It can be useful to be able to classify new “test” documents using already classified “training” documents. A common example is using a corpus of labeled spam and ham (non-spam) e-mails to predict whether or not a new document is spam.
For this project, you can start with a spam/ham dataset, then predict the class of new documents (either withheld from the training dataset or from another source such as your own spam folder). One example corpus: https://spamassassin.apache.org/old/publiccorpus/
download.file(url = "http://spamassassin.apache.org/old/publiccorpus/20021010_easy_ham.tar.bz2", destfile = "20021010_easy_ham.tar.bz2")
download.file(url = "http://spamassassin.apache.org/old/publiccorpus/20050311_spam_2.tar.bz2", destfile = "20050311_spam_2.tar.bz2")
untar("20021010_easy_ham.tar.bz2", exdir="project_4", compressed = "bzip2")
untar("20050311_spam_2.tar.bz2", exdir="project_4",compressed = "bzip2")
Ham_path <- DirSource("C:\\Users\\a\\Desktop\\607\\project_4\\easy_ham")
ham.dir="easy_ham\\"
ham_files = list.files(path = ham.dir,full.names = TRUE)
Spam_path <- DirSource("C:\\Users\\a\\Desktop\\607\\project_4\\spam_2")
spam.dir="spam_2\\"
spam_files = list.files(path = spam.dir , full.names = TRUE)
length(spam_files)
## [1] 1397
length(ham_files)
## [1] 2551
m_corpus <- function(file_path) {
corpus <- file_path %>%
paste(., list.files(.), sep = "/") %>%
lapply(readLines) %>%
VectorSource() %>%
VCorpus()
return(corpus)
}
Clean_data <- function(corpus) {
corpus <- corpus %>%
tm_map(removeNumbers) %>%
tm_map(removePunctuation) %>%
tm_map(tolower) %>%
tm_map(PlainTextDocument) %>%
tm_map(removeWords, stopwords("en")) %>%
tm_map(stripWhitespace) %>%
tm_map(stemDocument)
return(corpus)
}
addTag <- function(corpus, tag, value){
for (i in 1:length(corpus)){
meta(corpus[[i]], tag) <- value
}
return(corpus)
}
hamCorp <- ham.dir%>%
m_corpus %>%
Clean_data %>%
addTag(tag = "emails", value = "ham")
hamDF <-as.data.frame(unlist(hamCorp),stringsAsFactors = FALSE)
hamDF$Type <- "HAM"
colnames(hamDF) <- c("Message","Type")
wordcloud(hamCorp, scale=c(3,0.5), max.words=80, random.order=FALSE, rot.per=0.35, use.r.layout=FALSE, colors=brewer.pal(8, "Dark2"))

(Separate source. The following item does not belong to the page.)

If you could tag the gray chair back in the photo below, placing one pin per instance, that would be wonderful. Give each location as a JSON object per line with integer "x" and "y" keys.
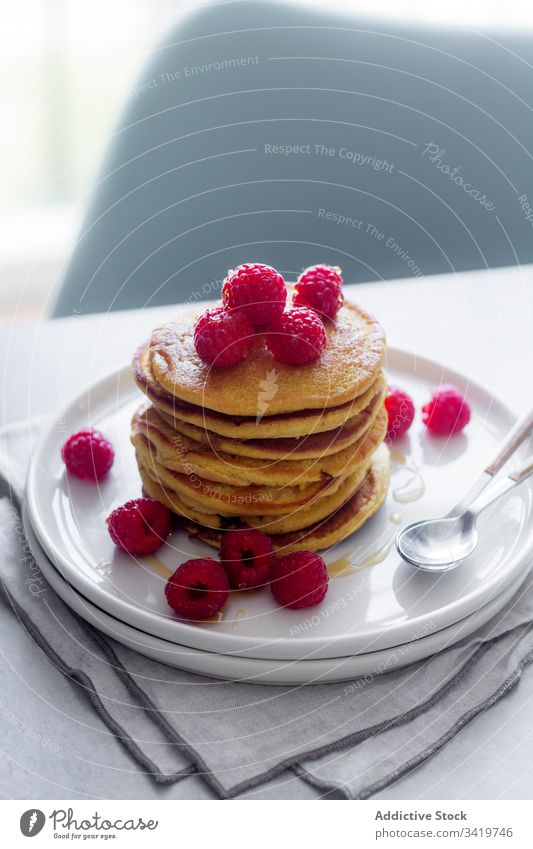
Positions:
{"x": 273, "y": 132}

title("Ham Wordcloud",col.main = "grey14")
spamCorp <- spam.dir %>%
m_corpus %>%
Clean_data %>%
addTag(tag = "emails", value = "spam")
spamDF <-as.data.frame(unlist(spamCorp),stringsAsFactors = FALSE)
spamDF$Type <- "SPAM"
colnames(spamDF) <- c("Message","Type")
wordcloud(spamCorp, scale=c(3,0.5), max.words=80, random.order=FALSE, rot.per=0.35, use.r.layout=FALSE, colors=brewer.pal(8, "Dark2"))

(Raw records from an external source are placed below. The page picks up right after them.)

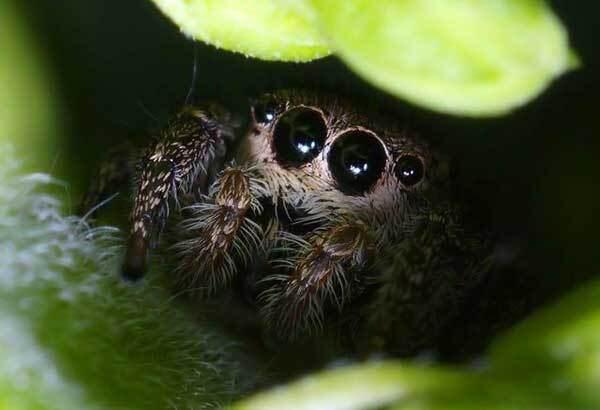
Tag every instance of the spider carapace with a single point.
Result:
(330, 216)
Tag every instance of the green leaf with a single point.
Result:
(28, 107)
(75, 336)
(267, 29)
(559, 346)
(466, 57)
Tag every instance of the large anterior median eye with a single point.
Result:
(299, 136)
(356, 161)
(410, 170)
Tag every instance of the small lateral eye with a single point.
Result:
(410, 170)
(264, 111)
(356, 161)
(299, 136)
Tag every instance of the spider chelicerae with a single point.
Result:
(319, 212)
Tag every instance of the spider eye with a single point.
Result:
(410, 170)
(264, 111)
(356, 161)
(299, 136)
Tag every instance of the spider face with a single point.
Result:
(318, 155)
(324, 212)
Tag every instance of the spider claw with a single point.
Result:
(135, 264)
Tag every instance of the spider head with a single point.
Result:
(326, 157)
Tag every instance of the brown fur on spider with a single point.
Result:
(327, 214)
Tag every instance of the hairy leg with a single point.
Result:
(113, 175)
(219, 238)
(422, 284)
(178, 163)
(322, 273)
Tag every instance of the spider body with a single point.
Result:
(331, 214)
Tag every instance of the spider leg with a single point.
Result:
(113, 175)
(176, 164)
(220, 237)
(322, 273)
(422, 283)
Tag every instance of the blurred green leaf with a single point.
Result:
(467, 57)
(550, 361)
(267, 29)
(75, 336)
(28, 104)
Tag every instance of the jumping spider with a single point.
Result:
(324, 215)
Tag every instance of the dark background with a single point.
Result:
(122, 67)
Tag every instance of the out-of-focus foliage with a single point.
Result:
(468, 57)
(551, 361)
(28, 104)
(272, 30)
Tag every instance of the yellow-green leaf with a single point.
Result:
(267, 29)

title("Spam Wordcloud",col.main = "grey14")
joinedDF <- rbind(hamDF[1:1000,], spamDF[1:1000,])
clean_corpus <- c(spamCorp, hamCorp)
kable(head(joinedDF))
| Message | Type |
|---|---|
| exmhworkersadminredhatcom thu aug | HAM |
| returnpath exmhworkersadminexamplecom | HAM |
| deliveredto zzzzlocalhostnetnoteinccom | HAM |
| receiv localhost localhost | HAM |
| phoboslabsnetnoteinccom postfix esmtp id dec | HAM |
| zzzzlocalhost thu aug edt | HAM |
corpus_labels <- unlist(meta(clean_corpus, "emails"))

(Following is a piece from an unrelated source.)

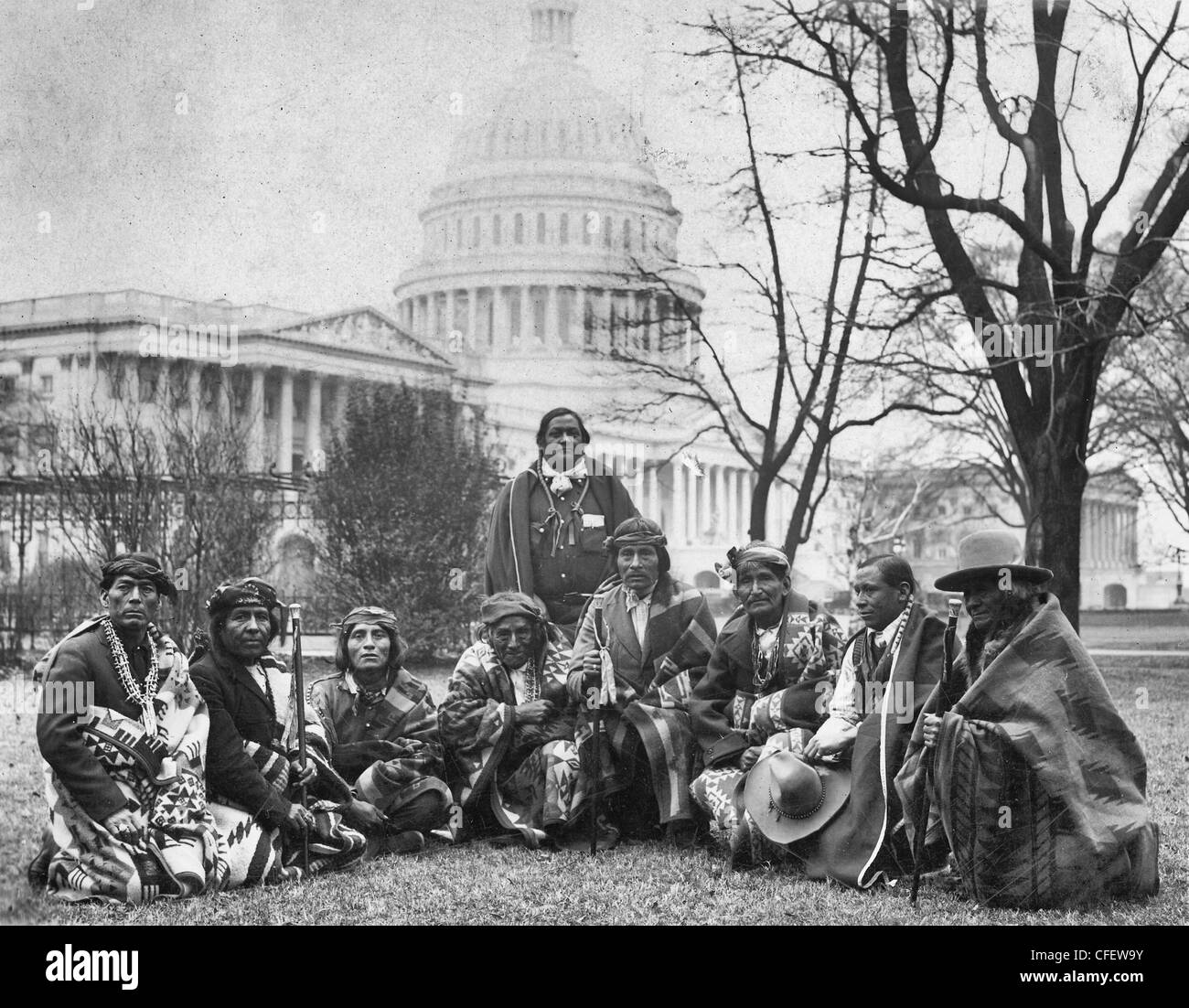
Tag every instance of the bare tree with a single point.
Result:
(154, 472)
(934, 63)
(827, 378)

corpus_dtm <-DocumentTermMatrix(clean_corpus)
set.seed(1010)
joinedDF$Message[joinedDF$Message ==""] <- "NaN"
train_index <- createDataPartition(joinedDF$Type, p=0.70, list=FALSE)
email_train <- joinedDF[train_index,]
email_test <- joinedDF[-train_index,]
train_email_corpus <- Corpus(VectorSource(email_train$Message))
# perform some cleaning
suppressWarnings({train_clean_corpus=tm_map(train_email_corpus,
removeNumbers)})
suppressWarnings({train_clean_corpus=tm_map(train_clean_corpus,
removePunctuation)})
suppressWarnings({train_clean_corpus=tm_map(train_clean_corpus,
removeWords,
words=stopwords("en"))})
suppressWarnings({train_clean_corpus=tm_map(train_clean_corpus,
stripWhitespace)})
test_email_corpus<-Corpus(VectorSource(email_test$Message))
#perform some cleaning
suppressWarnings({test_clean_corpus=tm_map(test_email_corpus,removeNumbers)})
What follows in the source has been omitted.